Several authors have examined hearing levels as a predictor of hearing preservation in AN surgery. In a multivariate logistic analysis of preoperative hearing variables predictive of hearing preservation, Robinette et al99 examined the audiometric tests results of 104 AN patients. Only word recognition score (WR40) was found to be a significant determinant after accounting for small tumor size (≤ 2.0 cm). Additionally, they found that patients who had hearing preserved had a higher rate of normal acoustic reflexes than those patients who did not have hearing preserved.99

Other Tumors

In 1997, Baguley et al100 published a series of cerebellopontine angle (CPA) meningiomas and performed a review of the literature. In their series, 80% (20 of 25 patients) had abnormal pure tone testing, and 50% (10 of 20) had abnormal SDS (i.e. < 90%). Interestingly, the five patients who had normal audiometry had large tumors (two in the 2.5–3.4 cm range and three > 4.5 cm); similarly, 9 of 10 patients who had normal SDS were found to have large tumors (2.5 cm or larger). In combined with the other series reviewed, 37 of 61 (61%) patients had abnormal PTA and 22 of 42 (52%) had abnormal SDS.100

Doyle and De La Cruz101 reported audiometric results in 13 patients who had CPA epidermoid tumors. Four patients had PTA greater than 30 dB; SDS was reduced out of proportion to pure tone hearing.
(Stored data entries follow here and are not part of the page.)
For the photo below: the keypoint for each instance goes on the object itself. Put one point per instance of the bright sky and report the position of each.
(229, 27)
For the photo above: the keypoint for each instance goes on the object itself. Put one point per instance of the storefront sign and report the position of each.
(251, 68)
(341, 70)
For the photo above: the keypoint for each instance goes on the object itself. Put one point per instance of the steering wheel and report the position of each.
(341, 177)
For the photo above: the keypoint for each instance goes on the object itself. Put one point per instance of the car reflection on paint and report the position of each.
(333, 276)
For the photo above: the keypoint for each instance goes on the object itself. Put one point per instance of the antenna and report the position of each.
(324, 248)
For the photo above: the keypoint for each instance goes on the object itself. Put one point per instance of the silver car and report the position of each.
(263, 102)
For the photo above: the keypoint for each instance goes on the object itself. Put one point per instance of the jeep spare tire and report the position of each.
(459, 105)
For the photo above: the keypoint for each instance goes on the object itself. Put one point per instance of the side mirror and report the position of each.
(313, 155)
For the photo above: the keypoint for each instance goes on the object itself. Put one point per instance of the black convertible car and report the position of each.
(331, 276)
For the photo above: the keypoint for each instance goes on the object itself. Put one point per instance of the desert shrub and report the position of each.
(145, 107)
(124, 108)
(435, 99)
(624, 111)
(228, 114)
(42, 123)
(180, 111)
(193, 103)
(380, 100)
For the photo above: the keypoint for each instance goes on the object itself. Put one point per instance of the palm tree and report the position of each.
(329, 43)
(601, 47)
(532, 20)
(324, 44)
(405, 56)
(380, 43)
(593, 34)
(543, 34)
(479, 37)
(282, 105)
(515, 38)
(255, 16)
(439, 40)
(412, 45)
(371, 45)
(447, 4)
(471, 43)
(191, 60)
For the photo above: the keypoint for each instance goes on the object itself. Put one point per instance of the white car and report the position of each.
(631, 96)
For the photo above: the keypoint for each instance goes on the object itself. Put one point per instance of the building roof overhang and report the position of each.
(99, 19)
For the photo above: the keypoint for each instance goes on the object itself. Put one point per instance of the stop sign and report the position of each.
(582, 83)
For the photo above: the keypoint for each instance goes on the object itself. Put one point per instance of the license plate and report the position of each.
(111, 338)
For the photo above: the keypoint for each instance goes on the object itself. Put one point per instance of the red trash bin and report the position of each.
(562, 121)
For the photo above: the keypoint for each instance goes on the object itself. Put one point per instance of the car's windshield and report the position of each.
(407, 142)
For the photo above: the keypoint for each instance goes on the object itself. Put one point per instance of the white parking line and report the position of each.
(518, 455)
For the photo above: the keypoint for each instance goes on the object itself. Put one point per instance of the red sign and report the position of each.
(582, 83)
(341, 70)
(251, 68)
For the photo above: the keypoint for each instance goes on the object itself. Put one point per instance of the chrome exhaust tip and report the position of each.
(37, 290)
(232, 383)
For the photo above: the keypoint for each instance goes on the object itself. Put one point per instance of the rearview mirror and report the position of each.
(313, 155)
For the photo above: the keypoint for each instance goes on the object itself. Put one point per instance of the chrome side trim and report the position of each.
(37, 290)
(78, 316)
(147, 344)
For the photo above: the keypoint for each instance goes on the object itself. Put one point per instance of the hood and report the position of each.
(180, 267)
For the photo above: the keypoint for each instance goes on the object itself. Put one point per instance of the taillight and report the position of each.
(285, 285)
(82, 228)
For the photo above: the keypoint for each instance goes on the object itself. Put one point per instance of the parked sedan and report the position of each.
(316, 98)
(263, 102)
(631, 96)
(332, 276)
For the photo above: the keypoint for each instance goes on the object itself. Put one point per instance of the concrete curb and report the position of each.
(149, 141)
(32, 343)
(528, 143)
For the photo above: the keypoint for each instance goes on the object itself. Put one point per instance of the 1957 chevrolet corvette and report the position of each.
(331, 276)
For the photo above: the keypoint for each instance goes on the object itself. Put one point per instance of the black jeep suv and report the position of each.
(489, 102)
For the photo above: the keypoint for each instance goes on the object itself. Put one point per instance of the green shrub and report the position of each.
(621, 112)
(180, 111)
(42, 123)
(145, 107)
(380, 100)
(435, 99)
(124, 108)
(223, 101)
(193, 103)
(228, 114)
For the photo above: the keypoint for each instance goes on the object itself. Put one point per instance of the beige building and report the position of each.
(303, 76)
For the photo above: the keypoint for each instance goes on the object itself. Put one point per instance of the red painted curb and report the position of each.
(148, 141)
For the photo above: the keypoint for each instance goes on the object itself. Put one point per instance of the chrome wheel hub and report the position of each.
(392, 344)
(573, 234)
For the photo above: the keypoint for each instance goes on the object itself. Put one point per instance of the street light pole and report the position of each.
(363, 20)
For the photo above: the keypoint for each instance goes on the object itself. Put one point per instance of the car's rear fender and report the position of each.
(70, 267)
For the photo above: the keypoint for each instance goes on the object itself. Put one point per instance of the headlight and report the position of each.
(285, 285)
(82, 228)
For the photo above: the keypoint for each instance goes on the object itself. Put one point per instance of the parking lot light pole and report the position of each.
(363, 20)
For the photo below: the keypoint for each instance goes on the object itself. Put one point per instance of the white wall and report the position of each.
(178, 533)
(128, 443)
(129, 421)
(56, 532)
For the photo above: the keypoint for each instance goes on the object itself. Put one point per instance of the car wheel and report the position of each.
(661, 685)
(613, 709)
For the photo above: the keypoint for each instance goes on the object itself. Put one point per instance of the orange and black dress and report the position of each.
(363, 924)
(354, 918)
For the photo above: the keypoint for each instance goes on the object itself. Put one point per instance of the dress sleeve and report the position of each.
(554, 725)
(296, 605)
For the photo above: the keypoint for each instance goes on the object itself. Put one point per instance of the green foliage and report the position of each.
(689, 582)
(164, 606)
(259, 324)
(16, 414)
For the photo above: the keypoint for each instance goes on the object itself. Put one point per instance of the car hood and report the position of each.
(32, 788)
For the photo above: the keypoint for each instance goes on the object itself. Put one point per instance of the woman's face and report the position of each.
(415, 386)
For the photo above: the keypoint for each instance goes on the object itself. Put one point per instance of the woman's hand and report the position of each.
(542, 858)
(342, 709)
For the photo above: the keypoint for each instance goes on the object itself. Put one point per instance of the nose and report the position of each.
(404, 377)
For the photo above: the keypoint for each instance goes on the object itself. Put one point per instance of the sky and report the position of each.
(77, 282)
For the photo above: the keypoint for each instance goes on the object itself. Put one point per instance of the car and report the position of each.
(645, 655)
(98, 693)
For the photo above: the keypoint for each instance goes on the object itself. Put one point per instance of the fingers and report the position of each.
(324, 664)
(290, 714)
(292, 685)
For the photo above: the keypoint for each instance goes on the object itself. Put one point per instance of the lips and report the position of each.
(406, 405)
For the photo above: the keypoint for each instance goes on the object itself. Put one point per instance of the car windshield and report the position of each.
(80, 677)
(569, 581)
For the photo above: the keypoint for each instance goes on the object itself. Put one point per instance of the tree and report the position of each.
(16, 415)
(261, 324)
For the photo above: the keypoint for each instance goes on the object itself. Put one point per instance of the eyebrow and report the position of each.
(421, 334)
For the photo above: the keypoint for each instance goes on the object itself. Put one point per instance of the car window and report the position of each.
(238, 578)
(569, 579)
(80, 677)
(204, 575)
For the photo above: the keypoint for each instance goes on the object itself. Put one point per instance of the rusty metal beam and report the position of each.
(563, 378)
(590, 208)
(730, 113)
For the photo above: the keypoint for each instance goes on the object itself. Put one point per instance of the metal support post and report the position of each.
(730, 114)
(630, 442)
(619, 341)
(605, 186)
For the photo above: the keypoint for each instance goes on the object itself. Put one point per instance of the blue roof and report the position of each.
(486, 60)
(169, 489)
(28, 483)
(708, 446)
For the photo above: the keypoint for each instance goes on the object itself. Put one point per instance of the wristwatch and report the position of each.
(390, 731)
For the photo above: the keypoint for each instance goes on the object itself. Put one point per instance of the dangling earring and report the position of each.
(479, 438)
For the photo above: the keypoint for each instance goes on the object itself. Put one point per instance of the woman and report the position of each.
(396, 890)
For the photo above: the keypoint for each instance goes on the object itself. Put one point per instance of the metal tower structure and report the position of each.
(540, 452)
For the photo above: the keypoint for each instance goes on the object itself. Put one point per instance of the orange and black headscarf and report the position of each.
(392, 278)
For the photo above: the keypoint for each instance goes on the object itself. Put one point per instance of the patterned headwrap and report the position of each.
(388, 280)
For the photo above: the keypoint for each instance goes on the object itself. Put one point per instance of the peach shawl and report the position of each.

Quaranta et al102 described the audiometric features in a report of 11 CPA epidermoid tumors. Their series consisted of tumors that measured 3.5 to 7 cm in maximum diameter. They found symmetric hearing in six patients; another four had asymmetric hearing loss that was worse on the tumor side.

In a report on 10 epidermoid tumors, Kaylie et al103 found normal hearing in three, but the remainder had varying levels of hearing loss, from mild to anacusis.